Brasília, 07 (AE) - O Conselho de Ética do Serviço Público, nomeado há dez dias pelo presidente Fernando Henrique Cardoso, faz amanhã (08) em São Paulo a primeira reunião. Segundo o advogado Piquet Carneiro, um dos seis integrantes do conselho, neste primeiro encontro, serão traçadas as estratégias de trabalho.
"As pessoas irão expor seus pontos de vista sobre o código elaborado pelo Conselho de Reforma do Estado", afirmou Carneiro. A principal tarefa dos seis integrantes é apresentar a Fernando Henrique sugestões sobre a conduta do servidor público. O governo, entretanto, está atento para evitar ser traçadas "restrições desmedidas" que tornem inviável a contratação de bons funcionários.
A preocupação em se evitar regras restritivas demais tem como argumento o fato de o código estar sendo elaborado num momento em que a sociedade tem feito críticas à atuação ética de servidores, especialmente, aos que ocupam cargos mais importantes, como os ministros. É o caso do uso de avião oficial por parte de ministros do governo para viagens de férias, especialmente a Fernando de Noronha.
Carneiro também compartilha da opinião de que é preciso "bom senso" na formulação de regras. "Não faz sentido ter algo que acabe desestimulando as pessoas a participar do governo", comentou.
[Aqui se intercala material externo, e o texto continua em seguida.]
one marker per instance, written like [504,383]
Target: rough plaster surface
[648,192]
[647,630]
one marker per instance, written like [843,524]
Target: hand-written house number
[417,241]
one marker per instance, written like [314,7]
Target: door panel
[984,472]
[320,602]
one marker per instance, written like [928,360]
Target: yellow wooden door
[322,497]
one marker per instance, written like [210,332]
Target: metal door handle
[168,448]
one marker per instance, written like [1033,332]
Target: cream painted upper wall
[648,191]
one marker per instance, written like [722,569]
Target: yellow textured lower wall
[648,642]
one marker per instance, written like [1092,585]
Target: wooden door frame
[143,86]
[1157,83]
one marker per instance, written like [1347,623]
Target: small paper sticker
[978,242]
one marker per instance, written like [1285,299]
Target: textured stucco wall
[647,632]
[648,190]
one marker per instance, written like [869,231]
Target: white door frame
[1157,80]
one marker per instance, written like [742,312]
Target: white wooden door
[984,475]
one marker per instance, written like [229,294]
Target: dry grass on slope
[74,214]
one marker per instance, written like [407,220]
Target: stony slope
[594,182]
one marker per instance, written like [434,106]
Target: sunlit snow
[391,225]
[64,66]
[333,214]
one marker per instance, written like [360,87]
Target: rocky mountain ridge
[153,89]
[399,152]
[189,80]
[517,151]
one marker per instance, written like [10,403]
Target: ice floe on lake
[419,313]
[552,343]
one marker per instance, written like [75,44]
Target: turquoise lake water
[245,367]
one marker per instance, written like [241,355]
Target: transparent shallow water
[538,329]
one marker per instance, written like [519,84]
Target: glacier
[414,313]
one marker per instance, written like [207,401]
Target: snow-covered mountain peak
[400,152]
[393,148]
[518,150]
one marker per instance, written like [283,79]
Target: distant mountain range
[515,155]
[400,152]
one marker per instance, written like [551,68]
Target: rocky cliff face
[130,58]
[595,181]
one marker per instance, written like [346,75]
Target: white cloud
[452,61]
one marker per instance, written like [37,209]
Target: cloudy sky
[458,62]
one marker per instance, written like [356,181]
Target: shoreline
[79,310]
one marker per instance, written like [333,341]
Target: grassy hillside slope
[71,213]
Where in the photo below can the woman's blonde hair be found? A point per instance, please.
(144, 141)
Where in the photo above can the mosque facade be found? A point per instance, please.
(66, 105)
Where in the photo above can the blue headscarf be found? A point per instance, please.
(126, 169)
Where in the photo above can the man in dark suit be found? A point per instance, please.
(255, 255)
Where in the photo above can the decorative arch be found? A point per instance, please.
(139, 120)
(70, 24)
Para o advogado, é fundamental traçar regras de conduta sobre o que pode ou não ser feito. "Quando todo mundo é culpado por falta de regras, ninguém é realmente responsabilizado", argumentou. "Por isso, é preciso ter regras claras de conduta, mas não regras criminais." O advogado descartou a possibilidade de inclusão de quarentena para servidores neste código. "Isso é coisa para lei", argumentou. "Também não faz sentido e é relativamente inócuo traçar regras restritivas para pessoas que já deixaram o governo", afirmou. "É algo de valor moral e não legal." O governo também é favorável à idéia de restringir a quarentena apenas a cargos como a diretoria do Banco Central (BC) e outros órgãos de controle do serviço público. "A coisa tem de ser dosada: para garantir a quarentena e impedir que uma pessoa não trabalhe em determinadas áreas, é preciso, por exemplo, remunerar as pessoas", afirmou um assessor do governo.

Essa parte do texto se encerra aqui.